ひと休み
 宿屋に入った瞬間に目に入った、きらびやかな衣装の少女たち。

 夏祭りの踊り子として呼ばれたというその集団の目は、明らかに仲間のひとりに向けられていた。
 その後、彼が薬師だと分かるや否や、足が痛み出す子が続出し、今、彼はその少女たちの手当てをしているはずだ。

 (女の子に囲まれるの大好きな人だもの)

 だからこそ、彼は最初、自分たちのパーティに入るのを頑なに拒否した。

 『女の質の悪いパーティに入るのはごめん』

 そう言った彼を説得したのは、彼の腕にほれ込んだリーダーだ。そして、リーダーの説得の仕方もこれまた絶妙だった。
 「パーティの女の質が良かったら、良い女は近づいてこないぞ」
 この話を聞いて、リナがパーティを抜けようと思ったとして攻められることはないだろう。

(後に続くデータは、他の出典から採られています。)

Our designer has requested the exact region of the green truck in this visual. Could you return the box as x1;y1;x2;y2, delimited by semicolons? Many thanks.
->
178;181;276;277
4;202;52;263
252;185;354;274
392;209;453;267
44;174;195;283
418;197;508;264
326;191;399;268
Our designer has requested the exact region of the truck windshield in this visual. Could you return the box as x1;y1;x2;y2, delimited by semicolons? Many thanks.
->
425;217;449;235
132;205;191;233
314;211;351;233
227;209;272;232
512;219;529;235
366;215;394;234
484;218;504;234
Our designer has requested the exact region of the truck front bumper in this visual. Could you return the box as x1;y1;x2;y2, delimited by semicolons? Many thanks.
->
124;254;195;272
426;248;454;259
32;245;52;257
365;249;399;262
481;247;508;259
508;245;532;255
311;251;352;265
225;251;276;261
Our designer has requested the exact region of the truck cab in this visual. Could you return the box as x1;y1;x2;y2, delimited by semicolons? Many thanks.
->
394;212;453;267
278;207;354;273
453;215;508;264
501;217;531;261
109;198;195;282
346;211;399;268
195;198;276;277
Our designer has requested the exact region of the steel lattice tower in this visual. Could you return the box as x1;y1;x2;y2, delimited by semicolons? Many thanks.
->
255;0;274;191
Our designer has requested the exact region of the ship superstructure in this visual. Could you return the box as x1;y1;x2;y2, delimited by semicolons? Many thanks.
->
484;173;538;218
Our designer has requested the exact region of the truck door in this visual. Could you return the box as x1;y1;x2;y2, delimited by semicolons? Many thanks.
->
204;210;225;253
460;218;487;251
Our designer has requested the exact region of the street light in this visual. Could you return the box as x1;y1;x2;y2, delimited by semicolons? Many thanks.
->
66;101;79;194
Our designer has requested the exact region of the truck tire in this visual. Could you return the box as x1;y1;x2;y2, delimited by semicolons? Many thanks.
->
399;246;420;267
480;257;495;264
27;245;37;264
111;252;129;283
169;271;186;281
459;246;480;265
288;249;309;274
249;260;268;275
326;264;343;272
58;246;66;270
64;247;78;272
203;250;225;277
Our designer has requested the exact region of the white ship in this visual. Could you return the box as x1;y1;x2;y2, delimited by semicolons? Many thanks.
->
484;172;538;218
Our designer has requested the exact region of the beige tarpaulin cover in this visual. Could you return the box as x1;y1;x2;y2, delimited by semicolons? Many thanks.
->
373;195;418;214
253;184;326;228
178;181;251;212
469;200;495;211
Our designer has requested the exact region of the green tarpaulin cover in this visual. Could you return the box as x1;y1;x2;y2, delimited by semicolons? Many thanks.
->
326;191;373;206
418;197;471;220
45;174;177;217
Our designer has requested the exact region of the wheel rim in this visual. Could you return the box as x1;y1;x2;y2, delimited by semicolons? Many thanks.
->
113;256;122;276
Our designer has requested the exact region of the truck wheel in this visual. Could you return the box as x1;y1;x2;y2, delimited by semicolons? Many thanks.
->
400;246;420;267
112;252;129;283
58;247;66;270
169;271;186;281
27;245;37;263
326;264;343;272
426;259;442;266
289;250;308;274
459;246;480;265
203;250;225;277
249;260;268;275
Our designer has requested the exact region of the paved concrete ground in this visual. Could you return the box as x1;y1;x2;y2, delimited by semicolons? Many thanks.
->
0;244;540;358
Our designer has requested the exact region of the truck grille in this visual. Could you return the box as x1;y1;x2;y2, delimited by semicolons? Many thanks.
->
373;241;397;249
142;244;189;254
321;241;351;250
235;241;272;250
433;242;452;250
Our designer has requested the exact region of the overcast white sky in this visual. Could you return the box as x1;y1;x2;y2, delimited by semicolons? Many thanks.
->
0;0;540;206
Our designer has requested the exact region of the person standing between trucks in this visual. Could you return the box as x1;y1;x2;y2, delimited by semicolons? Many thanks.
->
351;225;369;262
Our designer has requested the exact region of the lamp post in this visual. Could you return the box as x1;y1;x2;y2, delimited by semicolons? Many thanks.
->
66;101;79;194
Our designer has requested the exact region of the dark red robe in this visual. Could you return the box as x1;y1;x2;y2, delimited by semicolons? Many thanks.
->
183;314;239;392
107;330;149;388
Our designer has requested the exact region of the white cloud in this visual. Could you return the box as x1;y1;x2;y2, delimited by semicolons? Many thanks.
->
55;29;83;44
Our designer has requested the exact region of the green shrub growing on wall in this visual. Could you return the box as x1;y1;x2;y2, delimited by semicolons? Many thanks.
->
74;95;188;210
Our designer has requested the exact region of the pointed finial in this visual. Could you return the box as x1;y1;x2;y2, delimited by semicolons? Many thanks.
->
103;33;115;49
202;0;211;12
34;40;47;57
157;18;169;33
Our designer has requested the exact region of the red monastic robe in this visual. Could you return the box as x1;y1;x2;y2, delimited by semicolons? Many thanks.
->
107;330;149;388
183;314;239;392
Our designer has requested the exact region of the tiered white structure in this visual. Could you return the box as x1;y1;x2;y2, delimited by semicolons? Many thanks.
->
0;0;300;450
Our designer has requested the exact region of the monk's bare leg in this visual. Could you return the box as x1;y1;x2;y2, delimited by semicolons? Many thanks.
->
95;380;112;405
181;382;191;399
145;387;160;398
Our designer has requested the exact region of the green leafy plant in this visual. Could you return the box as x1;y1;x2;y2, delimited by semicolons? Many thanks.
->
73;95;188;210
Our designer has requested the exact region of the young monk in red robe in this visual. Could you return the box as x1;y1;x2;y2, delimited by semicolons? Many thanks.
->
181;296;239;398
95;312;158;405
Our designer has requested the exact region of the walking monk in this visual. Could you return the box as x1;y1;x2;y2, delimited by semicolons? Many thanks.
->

 けれど、これから事情を話して迎え入れてくれるパーティはどこにもないことも理解していたので、リナは悔しさを押し殺していたのだった。
 (だけど、そろそろ我慢の限界)
 いつでも、自分を引き合いに相手の女の子を褒め、リナを蹴落とす。そんな場面に何回も出くわせば、流石に嫌になる。

 ガリオルの気配がドアから去ったのを感じて、リナはベッドの上に寝転がる。
 気分が悪いときには、睡眠をとることが一番良い。